FIG. 1 is a block circuit diagram of an embodiment of the operation monitoring wireless transmitter of the present invention, FIG. 2 is an external perspective view of an embodiment of the operation monitor wireless transmitter of the present invention, and FIG. The figure is a schematic diagram of an example of a system in which the apparatus of FIG. 2 is used, and FIG.

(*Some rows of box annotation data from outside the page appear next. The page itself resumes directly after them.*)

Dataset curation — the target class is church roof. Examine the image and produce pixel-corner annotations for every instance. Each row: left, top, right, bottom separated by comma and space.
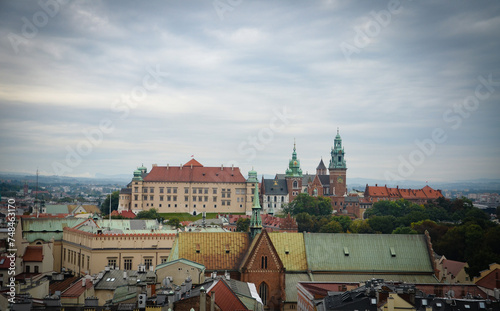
269, 232, 307, 271
304, 233, 434, 273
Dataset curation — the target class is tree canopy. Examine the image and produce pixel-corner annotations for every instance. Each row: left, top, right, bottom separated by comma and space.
283, 193, 333, 216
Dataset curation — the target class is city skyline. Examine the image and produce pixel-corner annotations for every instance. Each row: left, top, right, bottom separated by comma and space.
0, 0, 500, 182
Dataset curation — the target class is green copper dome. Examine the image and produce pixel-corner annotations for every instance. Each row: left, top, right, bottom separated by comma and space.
285, 142, 302, 177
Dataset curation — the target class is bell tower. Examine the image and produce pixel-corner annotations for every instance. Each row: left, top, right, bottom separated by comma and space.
285, 142, 302, 202
328, 128, 347, 197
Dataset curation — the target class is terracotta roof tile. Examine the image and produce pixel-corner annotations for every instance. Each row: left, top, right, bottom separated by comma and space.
49, 276, 78, 294
23, 246, 43, 262
144, 162, 246, 183
61, 279, 93, 297
183, 159, 203, 167
175, 232, 250, 270
443, 259, 467, 276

FIG. 5 is a time chart explaining the operation of FIG. 1, and FIG. 6 shows the repetition period of the transmission pulse train for each channel. It is an explanatory diagram made different. 4: data output circuit, 6: antenna, 7: transmitting circuit, 23: reed switch, 25: integrating circuit,
26: first C-MOS logic IC, 30: edge detection circuit, 31: shift register, 32: switch group, 35: first flip-flop, 36: first
operation control circuit, 37: second oscillation circuit, 39:
First counter means, 40: second flip-flop, 41: second operation control circuit, 42: third oscillation circuit, 43: second counter means, 44: modulation circuit, 45: carrier wave oscillation circuit.

Claims (1)

[Claims] 1 A mechanical section including an operating lever, a switch means that turns ON/OFF in conjunction with the movement of the operating lever, a data output circuit that outputs a data signal that is inverted in response to ON/OFF of the switch means, and a data output circuit that outputs a data signal that is inverted in response to ON/OFF of the switch means a transmission signal generation circuit that forms a transmission pulse train including a data code that encodes a signal and a device-specific channel code; and a transmission signal generation circuit that repeats the transmission pulse train a plurality of times at a predetermined period every time the data signal is inverted. A timing circuit for outputting a modulated wave, a carrier wave oscillation circuit, a modulation circuit for modulating a carrier wave according to the transmission pulse train that is repeatedly output a plurality of times, and an antenna for radiating a modulated wave. Operation monitoring wireless transmitter.